Khorine souriait, le regard flou. Elle ne pensait plus à rien. Cela faisait si longtemps.

-J'aime bien; avoua-t-elle dans un état second, quand vous m'appelez «petite sorcière».

Cette fois ce fut plus fort que lui, ses bras se refermèrent autour du corps de sa sorcière et il la serra contre lui. Elle se laissa faire, sans résistance, en fermant les yeux.

-Ma petite sorcière; lui murmura-t-il à l'oreille.

Une douce chaleur se répandit en elle. Mais Khorine savait qu'elle le regretterait. Il y avait une toute petite voix dans sa tête qui lui disait que lorsqu'elle rouvrirait les yeux et que la béatitude post-coïtale l'aurait quittée, elle se détesterait. Elle avait laissé son désir du corps de Rogue et de sa chaleur l'asservir. Et à présent, elle en voulait plus.

Cela ne pouvait pas bien se terminer.

C'était un traître.

Mais elle avait trois mois à tenir, elle avait besoin de la chaleur d'un autre être humain. Autrement, elle sombrerait dans la folie avant d'accomplir sa mission.

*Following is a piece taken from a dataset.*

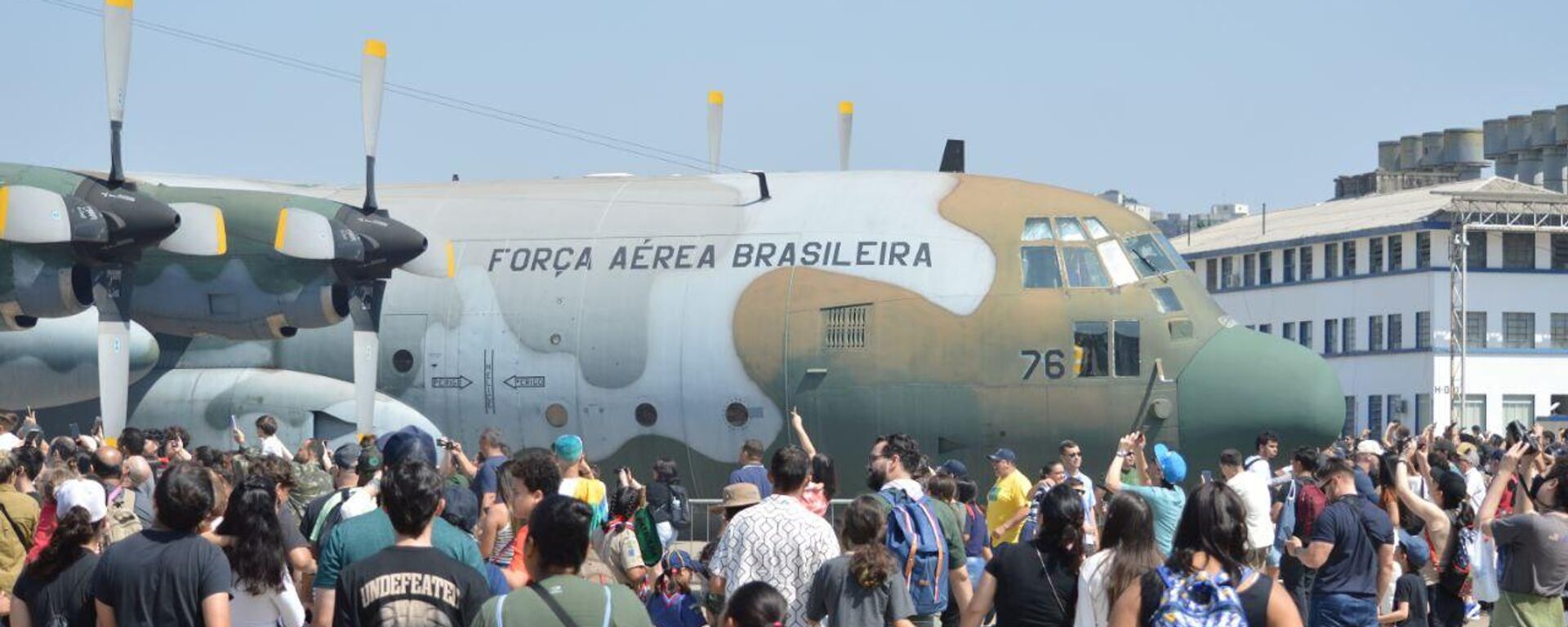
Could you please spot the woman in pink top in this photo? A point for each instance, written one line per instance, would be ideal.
(823, 480)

Est-ce qu'elle se voilait la face? Ce n'était pas n'importe quel être humain. C'était Severus Rogue, celui qui l'avait fait se détourner d'une partie de sa magie, celui qui les avait trahis, le meurtrier d'Albus Dumbledore. Celui qui s'était écroulé en sang dans le salon, qui l'avait relevée dans la forêt Interdite, qui avait tenté de sauver deux Aurors, qui l'avait protégée à la réception des Malfoy, qui s'était retenu de la toucher alors qu'elle les masturbait. C'était son maître d'apprentissage à l'aura iridescente.

Elle était incapable de savoir ce qu'elle éprouvait pour lui. Il y avait… un brouillard dans son esprit… quelque chose qui occultait ses émotions… une douleur qui noyait tout le reste. Tant qu'elle n'aurait pas accompli sa mission, la souffrance ne partirait pas.

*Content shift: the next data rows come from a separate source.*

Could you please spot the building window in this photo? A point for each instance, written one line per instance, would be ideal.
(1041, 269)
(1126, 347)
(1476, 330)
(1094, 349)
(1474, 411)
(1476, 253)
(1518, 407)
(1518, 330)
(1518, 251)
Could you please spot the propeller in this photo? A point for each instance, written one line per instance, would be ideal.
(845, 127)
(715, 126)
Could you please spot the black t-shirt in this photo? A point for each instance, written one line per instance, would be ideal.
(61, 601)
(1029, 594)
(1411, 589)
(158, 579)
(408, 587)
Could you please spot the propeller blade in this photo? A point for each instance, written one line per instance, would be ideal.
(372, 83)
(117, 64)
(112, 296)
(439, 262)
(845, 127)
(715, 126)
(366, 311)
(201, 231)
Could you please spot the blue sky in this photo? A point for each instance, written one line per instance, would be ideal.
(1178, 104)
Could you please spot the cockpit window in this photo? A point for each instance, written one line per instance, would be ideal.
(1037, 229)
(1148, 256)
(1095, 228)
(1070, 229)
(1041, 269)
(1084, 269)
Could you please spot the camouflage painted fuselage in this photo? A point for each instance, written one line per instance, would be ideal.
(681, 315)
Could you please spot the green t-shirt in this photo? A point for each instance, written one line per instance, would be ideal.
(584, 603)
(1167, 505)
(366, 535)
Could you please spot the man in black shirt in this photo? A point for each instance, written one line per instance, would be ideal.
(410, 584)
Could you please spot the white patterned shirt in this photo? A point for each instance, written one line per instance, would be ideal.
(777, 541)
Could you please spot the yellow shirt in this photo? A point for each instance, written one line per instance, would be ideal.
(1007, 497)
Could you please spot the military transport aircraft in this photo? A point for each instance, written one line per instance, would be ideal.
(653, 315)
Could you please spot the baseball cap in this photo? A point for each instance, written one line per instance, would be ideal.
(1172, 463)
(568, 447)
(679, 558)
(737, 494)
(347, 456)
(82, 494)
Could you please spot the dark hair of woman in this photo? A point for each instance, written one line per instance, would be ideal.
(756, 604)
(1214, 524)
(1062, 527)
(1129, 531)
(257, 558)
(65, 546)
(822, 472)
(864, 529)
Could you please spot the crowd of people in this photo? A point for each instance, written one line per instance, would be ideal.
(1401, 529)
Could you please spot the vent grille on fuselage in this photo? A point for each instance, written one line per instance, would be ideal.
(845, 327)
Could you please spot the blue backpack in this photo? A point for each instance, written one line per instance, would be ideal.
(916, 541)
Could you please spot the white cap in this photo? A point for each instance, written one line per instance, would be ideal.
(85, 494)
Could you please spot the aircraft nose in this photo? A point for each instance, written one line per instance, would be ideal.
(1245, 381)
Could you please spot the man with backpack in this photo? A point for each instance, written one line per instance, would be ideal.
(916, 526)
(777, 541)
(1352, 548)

Des larmes tombèrent de ses paupières fermées. Khorine s'enfonça un peu plus contre la chaleur de Rogue et s'endormit tout doucement.

Bien plus tard, le sorcier la souleva pour la ramener dans sa chambre. Il ne s'arrêta pas à la contempler dormir, se détournant rapidement. La porte se referma derrière lui.